LINKTOROW(INDEX(orderby(D to W[Key],[Order]),if(count(FILTER(“D to W”, [Order]<=[_THISROW].[ORDER]))>=count(D to W[KEY]),1,count(FILTER(“D to W”, [Order]<=[_THISROW].[ORDER]))+1)), “D to W_Detail”)

This is slightly complex so I’ll try to parse it:

LINKTOROW(INDEX(orderby(D to W[Key],[Order]),if(count(FILTER(“D to W”, [Order]<=[_THISROW].[ORDER]))>=count(D to W[KEY]),1,count(FILTER(“D to W”, [Order]<=[_THISROW].[ORDER]))+1)), “D to W_Detail”)

First of all, the part of the expression in bold determines the key of the record to navigate to in the “D to W_Detail” view. This can be further parsed as follows:

INDEX(orderby(D to W[Key],[Order]),if(count(FILTER(“D to W”, [Order]<=[_THISROW].[ORDER]))>=count(D to W[KEY]),1,count(FILTER(“D to W”, [Order]<=[_THISROW].[ORDER]))+1))

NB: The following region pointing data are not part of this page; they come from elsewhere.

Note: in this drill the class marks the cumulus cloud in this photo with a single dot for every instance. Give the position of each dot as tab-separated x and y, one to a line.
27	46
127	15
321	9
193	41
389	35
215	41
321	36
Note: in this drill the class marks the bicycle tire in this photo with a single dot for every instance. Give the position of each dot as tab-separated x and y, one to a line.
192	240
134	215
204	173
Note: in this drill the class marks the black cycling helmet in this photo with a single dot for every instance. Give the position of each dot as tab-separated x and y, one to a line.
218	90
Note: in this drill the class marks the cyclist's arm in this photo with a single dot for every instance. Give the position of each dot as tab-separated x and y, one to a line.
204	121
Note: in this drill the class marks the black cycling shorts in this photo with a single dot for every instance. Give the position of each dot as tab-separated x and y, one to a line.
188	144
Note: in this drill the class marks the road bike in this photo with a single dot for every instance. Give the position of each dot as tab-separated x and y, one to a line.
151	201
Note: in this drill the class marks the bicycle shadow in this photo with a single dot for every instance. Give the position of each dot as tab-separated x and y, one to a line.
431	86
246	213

In this index expression, D to W is a slice. The list of records to be indexed within that slice is orderby(D to W[Key],[Order]. It’s put in the proper order with the Orderby() expression. The “Order” column has random numbers from the spreadsheet that are to be used to “shuffle” the records. Now, for the Index expression to work, we need to determine the number of the next record. There are two possible situations that need to be dealt with. First, if the record being shown is the last record in the list, then we need to navigate to the first record in the list, so we need the number one. That’s done in this part of the “if” expression:

INDEX(orderby(D to W[Key],[Order]),if(count(FILTER(“D to W”, [Order]<=[_THISROW].[ORDER]))>=count(D to W[KEY]),1,count(FILTER(“D to W”, [Order]<=[_THISROW].[ORDER]))+1))

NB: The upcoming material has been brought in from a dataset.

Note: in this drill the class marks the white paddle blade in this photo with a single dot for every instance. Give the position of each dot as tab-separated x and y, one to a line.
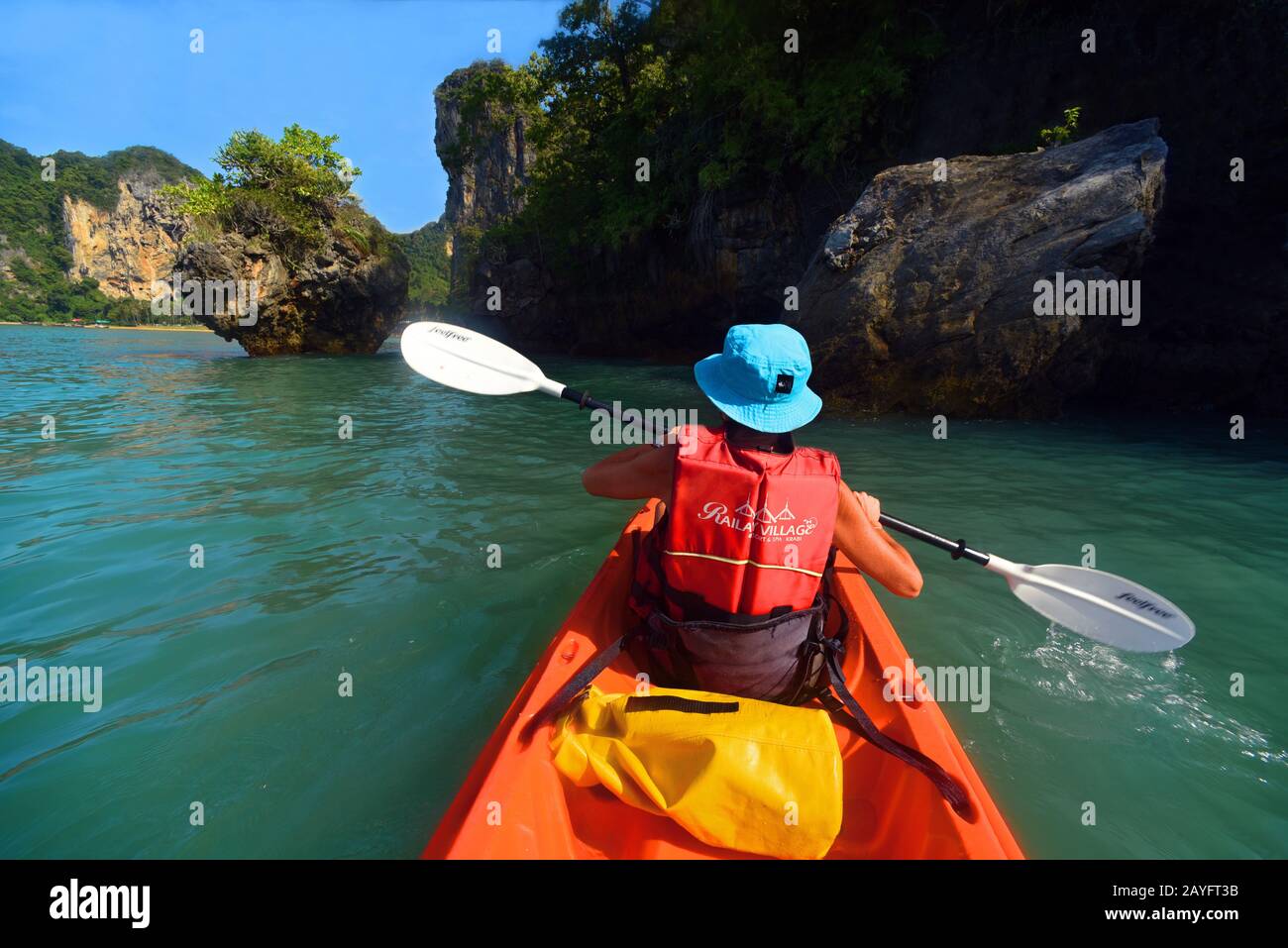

The last part of the if expression is for records that are not the last one in the list. I add one to the number generated, which indicates what it’s “rank” in the list is, to identify the next record to be shown:

INDEX(orderby(D to W[Key],[Order]),if(count(FILTER(“D to W”, [Order]<=[_THISROW].[ORDER]))>=count(D to W[KEY]),1,count(FILTER(“D to W”, [Order]<=[_THISROW].[ORDER]))+1))

Well, that’s it. It was a difficult task for me but this seems to work correctly and, as far as I can tell at this point, there aren’t any speed issues.